It was unfathomable that US has no idea an A bomb will create massive devastation. So why go along with it? Here’s the lesson I learnt:
Men are petty.
Hiroshima was chosen because there was no PoW camp detaining Allied forces there. See, this is typical human. When I have no interest to be protected, might as well swing free. Just how many times we’ve seen conflicts/war/disaster in faraway lands and not moved even an inch to help? But come a conflict where someone we know lives there, and we raise hell.
Also, along the line of the declassified memo, I grasp that there was a pressure to use the atomic bomb against the enemy.

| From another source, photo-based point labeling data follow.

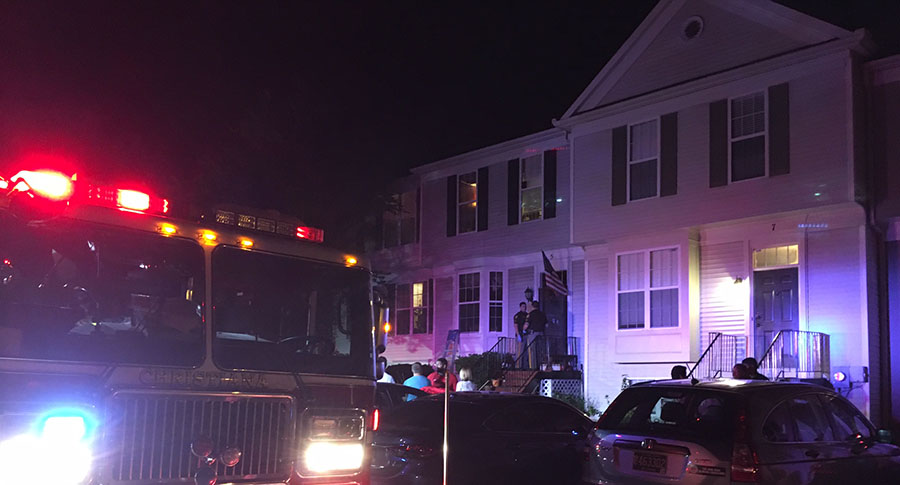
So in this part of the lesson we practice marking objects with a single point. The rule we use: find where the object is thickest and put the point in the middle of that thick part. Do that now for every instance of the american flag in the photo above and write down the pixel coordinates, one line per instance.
(552, 278)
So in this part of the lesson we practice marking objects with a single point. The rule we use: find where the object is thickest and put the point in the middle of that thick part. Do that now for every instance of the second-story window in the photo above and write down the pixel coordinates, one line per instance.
(423, 313)
(400, 220)
(643, 160)
(647, 289)
(468, 202)
(403, 301)
(748, 136)
(532, 188)
(469, 296)
(495, 323)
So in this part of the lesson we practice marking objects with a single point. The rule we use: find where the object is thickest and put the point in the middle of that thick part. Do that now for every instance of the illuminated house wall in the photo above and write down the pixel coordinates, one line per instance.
(496, 246)
(713, 220)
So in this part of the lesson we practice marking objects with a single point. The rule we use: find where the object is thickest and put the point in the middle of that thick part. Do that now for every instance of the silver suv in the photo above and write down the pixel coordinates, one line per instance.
(735, 431)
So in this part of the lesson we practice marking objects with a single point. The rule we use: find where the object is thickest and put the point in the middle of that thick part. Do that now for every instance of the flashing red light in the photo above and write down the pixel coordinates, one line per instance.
(44, 183)
(310, 233)
(133, 200)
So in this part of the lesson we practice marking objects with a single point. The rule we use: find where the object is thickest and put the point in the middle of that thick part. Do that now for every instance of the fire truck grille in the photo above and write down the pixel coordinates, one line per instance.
(150, 435)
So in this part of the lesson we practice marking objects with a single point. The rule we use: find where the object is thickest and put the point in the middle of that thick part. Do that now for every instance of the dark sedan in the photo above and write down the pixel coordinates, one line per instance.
(736, 431)
(494, 438)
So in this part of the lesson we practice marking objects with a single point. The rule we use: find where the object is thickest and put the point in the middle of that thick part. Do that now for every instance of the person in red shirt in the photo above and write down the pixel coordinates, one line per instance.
(439, 378)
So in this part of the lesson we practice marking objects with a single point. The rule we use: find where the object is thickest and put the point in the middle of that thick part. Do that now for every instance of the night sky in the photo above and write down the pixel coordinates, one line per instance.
(306, 107)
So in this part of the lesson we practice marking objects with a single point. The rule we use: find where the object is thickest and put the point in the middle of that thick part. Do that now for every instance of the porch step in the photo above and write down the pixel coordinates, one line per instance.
(516, 380)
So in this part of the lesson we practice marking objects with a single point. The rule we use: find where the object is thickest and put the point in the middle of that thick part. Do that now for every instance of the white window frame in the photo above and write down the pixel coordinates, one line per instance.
(407, 305)
(497, 303)
(459, 303)
(424, 306)
(630, 162)
(765, 134)
(647, 289)
(460, 204)
(521, 170)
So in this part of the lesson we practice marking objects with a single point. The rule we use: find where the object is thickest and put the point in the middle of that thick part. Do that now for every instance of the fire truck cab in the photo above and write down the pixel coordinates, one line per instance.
(137, 348)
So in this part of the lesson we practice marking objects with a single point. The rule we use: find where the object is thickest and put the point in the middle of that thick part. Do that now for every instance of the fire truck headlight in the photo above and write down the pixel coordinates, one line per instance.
(323, 457)
(60, 440)
(25, 458)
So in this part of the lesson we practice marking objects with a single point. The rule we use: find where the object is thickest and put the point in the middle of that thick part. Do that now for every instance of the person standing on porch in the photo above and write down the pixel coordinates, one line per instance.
(535, 325)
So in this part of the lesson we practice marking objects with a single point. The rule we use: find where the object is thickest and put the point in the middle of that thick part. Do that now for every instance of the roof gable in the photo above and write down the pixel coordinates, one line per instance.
(734, 33)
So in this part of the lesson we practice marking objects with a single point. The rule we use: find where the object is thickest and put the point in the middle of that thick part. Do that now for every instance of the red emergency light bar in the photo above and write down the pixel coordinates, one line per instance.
(54, 186)
(270, 225)
(127, 200)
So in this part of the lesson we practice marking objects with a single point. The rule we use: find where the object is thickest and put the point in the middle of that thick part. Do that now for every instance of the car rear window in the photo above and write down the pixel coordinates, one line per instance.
(429, 413)
(677, 413)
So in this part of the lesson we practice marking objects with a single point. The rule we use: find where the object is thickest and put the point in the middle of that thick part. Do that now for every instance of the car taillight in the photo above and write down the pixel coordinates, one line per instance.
(744, 460)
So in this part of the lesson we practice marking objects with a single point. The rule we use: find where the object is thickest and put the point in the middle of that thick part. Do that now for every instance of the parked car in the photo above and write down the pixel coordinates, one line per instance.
(494, 438)
(735, 431)
(388, 396)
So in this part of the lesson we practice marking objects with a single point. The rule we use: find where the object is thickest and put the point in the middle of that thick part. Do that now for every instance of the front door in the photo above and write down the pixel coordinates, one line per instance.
(776, 305)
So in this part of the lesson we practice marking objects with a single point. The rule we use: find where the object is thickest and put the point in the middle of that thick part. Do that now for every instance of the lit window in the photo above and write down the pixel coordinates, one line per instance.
(776, 257)
(403, 309)
(469, 296)
(643, 160)
(495, 323)
(647, 289)
(532, 189)
(421, 307)
(748, 137)
(468, 202)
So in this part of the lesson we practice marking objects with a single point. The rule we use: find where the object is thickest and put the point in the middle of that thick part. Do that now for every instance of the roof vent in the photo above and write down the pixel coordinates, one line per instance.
(692, 28)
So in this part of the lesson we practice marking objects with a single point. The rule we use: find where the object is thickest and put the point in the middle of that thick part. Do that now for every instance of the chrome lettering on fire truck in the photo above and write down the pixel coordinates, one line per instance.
(202, 379)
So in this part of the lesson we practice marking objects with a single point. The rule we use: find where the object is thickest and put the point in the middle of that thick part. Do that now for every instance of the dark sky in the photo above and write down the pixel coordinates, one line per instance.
(302, 106)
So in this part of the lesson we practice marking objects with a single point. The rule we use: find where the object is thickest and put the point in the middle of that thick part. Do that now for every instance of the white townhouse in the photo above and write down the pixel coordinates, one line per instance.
(718, 196)
(465, 242)
(713, 192)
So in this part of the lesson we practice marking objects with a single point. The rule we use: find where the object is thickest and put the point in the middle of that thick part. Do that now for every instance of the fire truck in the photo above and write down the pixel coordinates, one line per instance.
(141, 348)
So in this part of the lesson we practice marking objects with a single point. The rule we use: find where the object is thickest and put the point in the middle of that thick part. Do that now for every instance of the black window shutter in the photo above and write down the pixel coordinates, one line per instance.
(668, 156)
(549, 184)
(512, 195)
(620, 165)
(451, 205)
(718, 143)
(483, 196)
(779, 130)
(418, 213)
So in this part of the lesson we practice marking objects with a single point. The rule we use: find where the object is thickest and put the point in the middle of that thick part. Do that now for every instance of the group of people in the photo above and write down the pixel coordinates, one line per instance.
(746, 369)
(437, 381)
(530, 323)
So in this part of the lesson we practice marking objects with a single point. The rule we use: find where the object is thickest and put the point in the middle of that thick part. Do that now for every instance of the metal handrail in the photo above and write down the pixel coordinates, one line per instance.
(708, 348)
(769, 348)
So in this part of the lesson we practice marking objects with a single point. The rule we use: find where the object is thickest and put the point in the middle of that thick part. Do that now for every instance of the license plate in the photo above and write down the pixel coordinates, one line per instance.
(647, 462)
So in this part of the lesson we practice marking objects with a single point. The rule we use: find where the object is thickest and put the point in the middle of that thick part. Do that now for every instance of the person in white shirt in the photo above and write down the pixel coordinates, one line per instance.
(385, 377)
(465, 381)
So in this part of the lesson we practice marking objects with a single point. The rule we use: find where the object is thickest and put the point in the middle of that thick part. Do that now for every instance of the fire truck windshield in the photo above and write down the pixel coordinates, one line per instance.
(281, 313)
(81, 292)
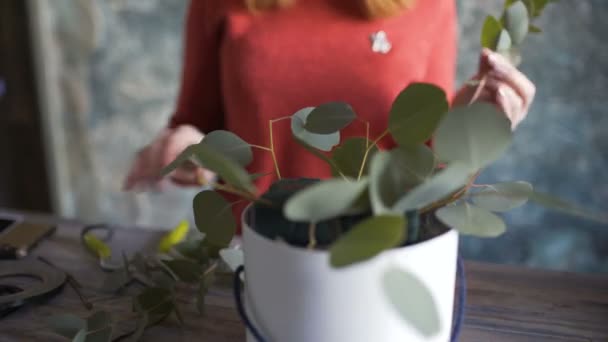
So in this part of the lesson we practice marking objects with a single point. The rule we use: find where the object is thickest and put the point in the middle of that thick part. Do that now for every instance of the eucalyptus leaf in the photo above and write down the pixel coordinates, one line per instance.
(66, 325)
(329, 118)
(224, 167)
(230, 145)
(367, 239)
(142, 323)
(100, 335)
(469, 219)
(534, 29)
(504, 42)
(232, 257)
(517, 22)
(435, 188)
(490, 32)
(115, 281)
(348, 157)
(323, 142)
(80, 336)
(213, 217)
(98, 320)
(557, 204)
(383, 191)
(186, 270)
(503, 196)
(324, 200)
(215, 161)
(416, 112)
(186, 155)
(411, 298)
(476, 135)
(200, 298)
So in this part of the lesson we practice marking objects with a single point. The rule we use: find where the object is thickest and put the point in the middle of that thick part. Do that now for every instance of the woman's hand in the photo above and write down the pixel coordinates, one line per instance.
(163, 150)
(504, 85)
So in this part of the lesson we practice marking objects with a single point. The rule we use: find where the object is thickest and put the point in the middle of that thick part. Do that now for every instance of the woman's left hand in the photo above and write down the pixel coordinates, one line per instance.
(505, 86)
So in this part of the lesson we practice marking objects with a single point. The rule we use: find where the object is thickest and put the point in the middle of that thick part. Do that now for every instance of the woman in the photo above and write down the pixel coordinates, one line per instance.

Around that time, Japan was already on her knees. Even if the bomb had never been deployed, I believe we would’ve still seen her surrender. Germany had surrendered sometimes earlier, so, again, why bombing it still?
The answer was because Project Manhattan’s budget had ballooned to an astronomical scale. Had the war ended without its contribution, people who run the project would have been put under heavy scrutiny by the US congress. Which means that:
All that matter for men is to save their own asses.
Even further, the action was supported anyway, because the US wanted to limit Soviet’s influence on post-war reconstruction in Japan. At the time of the blow, Soviet had not been openly declared war with Japan, so their contribution to the result can be discounted. In other word, the whole thing is basically a
Battle of ego.
Sadly, I didn’t get very clearly why Nagasaki also got bombed several days later. But suffice it to say that I will need a huge leap of faith to believe in altruism ever again.
The saddest part is that from that time on, the mayor of Hiroshima always send a letter of appeal to countries conducting nuclear weapon test each time a test is conducted. They have a huge wall filled with the copy of all the letters sent. Impassionate, rational pleas. All but fall to deaf ears.
From that point on, every time I’m in a debate and got the side arguing for nuclear weapon, it feels like a little part of something dies within me.
Which if you happen to read my Tokyo chronicles, it really is my luck, no?